The campaign ahead of Sunday's election has been marked by violence and threats against candidates, including anti-corruption candidate Fernando Villavicencio's murder before the August first round.
Seven suspects jailed in the case were subsequently also killed.
Banana heir Noboa, 35, has led recent polling, though some surveys put voting intention for him and Gonzalez within the margin of error.
He has pledged to attract foreign investment, create jobs, particularly for young people, and use technology to combat rising crime, which the outgoing government has blamed on drug gangs.
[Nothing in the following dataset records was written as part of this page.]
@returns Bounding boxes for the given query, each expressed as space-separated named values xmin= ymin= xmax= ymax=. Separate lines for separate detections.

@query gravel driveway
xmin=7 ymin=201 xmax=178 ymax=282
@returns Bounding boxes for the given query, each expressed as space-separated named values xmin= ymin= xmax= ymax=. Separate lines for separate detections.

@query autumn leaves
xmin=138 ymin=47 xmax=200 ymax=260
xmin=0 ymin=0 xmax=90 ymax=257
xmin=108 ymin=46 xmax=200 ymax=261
Noboa closed campaigning in Quito on Wednesday with a caravan around the city, though a technical issue with his flight from Guayaquil significantly delayed his agenda. He is expected to hold a rally in Santa Elena on Thursday evening.
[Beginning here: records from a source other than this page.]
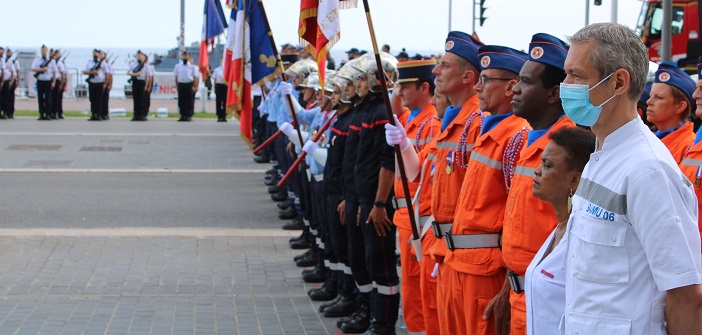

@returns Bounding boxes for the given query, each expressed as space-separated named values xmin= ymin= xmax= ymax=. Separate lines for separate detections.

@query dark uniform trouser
xmin=215 ymin=83 xmax=227 ymax=119
xmin=51 ymin=80 xmax=62 ymax=118
xmin=264 ymin=120 xmax=277 ymax=161
xmin=345 ymin=198 xmax=372 ymax=307
xmin=88 ymin=82 xmax=103 ymax=120
xmin=9 ymin=81 xmax=16 ymax=117
xmin=37 ymin=80 xmax=53 ymax=119
xmin=312 ymin=178 xmax=337 ymax=293
xmin=132 ymin=79 xmax=146 ymax=120
xmin=1 ymin=80 xmax=10 ymax=117
xmin=177 ymin=82 xmax=194 ymax=119
xmin=252 ymin=96 xmax=263 ymax=146
xmin=144 ymin=88 xmax=151 ymax=116
xmin=359 ymin=198 xmax=399 ymax=326
xmin=328 ymin=193 xmax=355 ymax=298
xmin=102 ymin=87 xmax=110 ymax=119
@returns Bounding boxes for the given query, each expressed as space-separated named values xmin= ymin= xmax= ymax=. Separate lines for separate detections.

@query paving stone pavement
xmin=0 ymin=119 xmax=410 ymax=335
xmin=0 ymin=231 xmax=339 ymax=335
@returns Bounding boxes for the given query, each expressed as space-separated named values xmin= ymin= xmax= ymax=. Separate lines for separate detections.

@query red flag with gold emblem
xmin=298 ymin=0 xmax=356 ymax=88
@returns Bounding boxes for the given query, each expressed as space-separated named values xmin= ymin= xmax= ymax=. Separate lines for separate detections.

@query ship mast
xmin=179 ymin=0 xmax=185 ymax=51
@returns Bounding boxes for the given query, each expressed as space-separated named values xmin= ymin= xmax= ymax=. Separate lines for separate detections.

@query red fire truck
xmin=637 ymin=0 xmax=701 ymax=74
"Our proposals are very clear and that's why we have the confidence of the majority of the Ecuadorean people, the majority of young people," Noboa said on social media. "We are the new generation!"
Gonzalez, who won 34% of the vote in the first round and is a protégé of former President Rafael Correa, asked her supporters to "care for votes in every corner of the country."
Gonzalez has promised to bring back the high social spending which characterized Correa's decade in power and use $2.5 billion from Ecuador's international reserves to shore up the economy.
"Someone who hasn't suffered hunger, who hasn't gone to look for work, doesn't know how to transform this country," Gonzalez told supporters at her closing Quito campaign event on Wednesday, amid a heavy downpour. "This Sunday is not just any election, we are here on our feet resisting because we want to transform the country."
Gonzalez will visit Manta and Guayaquil on Thursday.
More than 13 million people are obliged to vote in the contest, whose winner will govern during a shortened term until May 2025.